Bill Whalen at the Weekly Standard suggests a Democratic presedential-wanna-be BCS. I think it just might work.

"So how to bring the BCS to the Democrats? Let's begin by substituting "Bad Candidates" for "Bowl Championship." I came up with six determining factors--four of which are important to the nominating process, two of which are less crucial, but still reflect the candidates' ability to make news and the public's desire to know more about them. The vital four: how the candidates are faring in (1) Iowa polls, (2) New Hampshire polls, (3) nationwide polls, and (4) organizational momentum, as defined by recent campaign contributions. The two less vital factors, but interesting still as they reflect media and public interest: (5) number of mentions in the New York Times over the past 30 days, and (6) number of hits on the Google Web search engine."
I have humbly submitted my application for membership into the Rocky Mountain Alliance. Once they lower the rope ladder and I learn the secret handshake, we're all going snowmobiling with Hugh Hewitt. I hear that Breckinridge will never be the same - Mangled Cat has a better title for Hugh.

Monday, December 15, 2003

Another brilliant post from the Evangelical Outpost. Money quote:

"If there is a pistol on the wall in the first act," said Russian playwright Anton Chekhov, "it will be fired by the third act." In the first act of the Iraqi war, Saddam Hussein portrayed himself as a "valiant knight leading the Arabs into battle against the infidel." Yet by the third act he was found cowering in a hole.

Scroll down to see last week's Christian artist's art gallery. Read this site regularly!
On a more personal note, I think we've found our new church. After dealing with the Episcopal nightmare and subsequent abandonment of righteousness, it's like putting on that pair of soft, old, comfortable leather gloves. It just fits, and you know it right away. The right church means you're comfortable, have the tools you need and should be prepared to get to work. God speaks, but sometimes we're talking too much to hear.

We've been attending a Lutheran church since we left our "home" church. It's a beautiful facility - brand new - that they built just last spring. The rector is a truly amazing man - one of the smartest people I know, I believe (that's tough with my circle of friends). He has been welcoming to our group, understanding that we may not join or even stay long, but has been fantastic with us all. What hasn't been great is the congregation. I don't want to be accosted every time I step in the door, but it would sure be nice if someone I didn't know shook my hand. On the other hand, I know some people that prefer it that way, and more power to them.

Going back to the Anglican church feels so right. I sat through the entire service thinking, "I hope my wife is feeling the same presence that I'm feeling." Whisked away into side conversations after the service, we didn't get a chance to talk about it until much later. Not only did she feel the same, she would have talked me into it if I didn't! The littlest one, Emma, loved being surrounded by her friends again, so the entire family felt at home. Sometimes you just know.

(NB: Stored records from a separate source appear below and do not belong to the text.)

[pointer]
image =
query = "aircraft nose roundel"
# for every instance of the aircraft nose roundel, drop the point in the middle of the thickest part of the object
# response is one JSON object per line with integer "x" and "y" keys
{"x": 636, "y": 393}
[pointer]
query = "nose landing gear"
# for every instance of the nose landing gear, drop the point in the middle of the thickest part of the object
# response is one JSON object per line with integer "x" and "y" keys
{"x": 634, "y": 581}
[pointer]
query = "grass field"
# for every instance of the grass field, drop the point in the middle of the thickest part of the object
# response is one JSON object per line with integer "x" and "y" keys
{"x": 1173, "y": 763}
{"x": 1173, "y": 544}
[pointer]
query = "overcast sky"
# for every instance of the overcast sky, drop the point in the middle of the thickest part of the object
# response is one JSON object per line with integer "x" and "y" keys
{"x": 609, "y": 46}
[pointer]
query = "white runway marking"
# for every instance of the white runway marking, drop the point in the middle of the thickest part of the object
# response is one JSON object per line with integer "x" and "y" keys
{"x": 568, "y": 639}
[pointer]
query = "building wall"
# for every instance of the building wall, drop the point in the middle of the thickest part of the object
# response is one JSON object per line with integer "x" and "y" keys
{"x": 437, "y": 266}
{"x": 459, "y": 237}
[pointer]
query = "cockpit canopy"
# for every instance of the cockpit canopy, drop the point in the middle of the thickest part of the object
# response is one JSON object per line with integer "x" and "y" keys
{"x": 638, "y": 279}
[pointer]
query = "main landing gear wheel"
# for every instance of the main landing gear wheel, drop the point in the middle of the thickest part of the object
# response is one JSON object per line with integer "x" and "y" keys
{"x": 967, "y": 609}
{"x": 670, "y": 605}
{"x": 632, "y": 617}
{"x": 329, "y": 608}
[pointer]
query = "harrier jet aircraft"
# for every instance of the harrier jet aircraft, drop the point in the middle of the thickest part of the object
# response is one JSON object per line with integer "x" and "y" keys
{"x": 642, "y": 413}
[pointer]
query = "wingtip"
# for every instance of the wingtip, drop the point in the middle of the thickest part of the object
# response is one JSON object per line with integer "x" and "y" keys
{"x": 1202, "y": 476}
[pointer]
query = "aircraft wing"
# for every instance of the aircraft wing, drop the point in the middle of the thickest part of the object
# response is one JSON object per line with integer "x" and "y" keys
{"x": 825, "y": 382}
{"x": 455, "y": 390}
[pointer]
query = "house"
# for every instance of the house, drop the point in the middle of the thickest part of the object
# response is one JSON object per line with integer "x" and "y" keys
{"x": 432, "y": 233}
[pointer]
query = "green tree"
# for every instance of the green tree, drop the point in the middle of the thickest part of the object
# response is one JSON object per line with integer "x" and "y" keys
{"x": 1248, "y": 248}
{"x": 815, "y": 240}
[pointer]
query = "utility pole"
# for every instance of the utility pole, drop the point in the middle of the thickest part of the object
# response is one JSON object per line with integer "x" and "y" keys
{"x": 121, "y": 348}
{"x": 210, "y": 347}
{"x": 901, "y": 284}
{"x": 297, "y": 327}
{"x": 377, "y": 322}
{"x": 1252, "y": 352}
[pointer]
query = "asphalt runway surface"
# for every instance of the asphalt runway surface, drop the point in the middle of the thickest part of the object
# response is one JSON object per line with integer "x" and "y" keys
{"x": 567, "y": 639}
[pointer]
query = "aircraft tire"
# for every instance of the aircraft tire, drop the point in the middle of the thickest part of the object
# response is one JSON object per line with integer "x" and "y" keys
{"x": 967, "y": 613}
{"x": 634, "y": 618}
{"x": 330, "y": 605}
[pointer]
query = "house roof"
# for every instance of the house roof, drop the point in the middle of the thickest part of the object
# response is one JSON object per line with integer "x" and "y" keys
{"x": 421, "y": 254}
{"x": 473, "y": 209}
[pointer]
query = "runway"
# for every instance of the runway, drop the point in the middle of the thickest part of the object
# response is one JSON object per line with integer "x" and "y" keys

Curious what the liberals think about Saddam's capture? John Hawkins found this on the "Democratic Underground" site. Read this, but make sure you have something close at had to either throw or be sick into, depending on your tolerance for b.s.

Thanks, John, for pointing out that the trackback doesn't work on this link...look at the main site Right Wing News.
Lileks has the new favorite Christmas gift that's sure to be all the rage - get your Saddam Hummel before they're gone! Oh yeah, James also writes, but if you don't get to it today you'll miss it since he's not permalinking this month.

Update, Lileks decided the Saddam Hummel was too good not to link.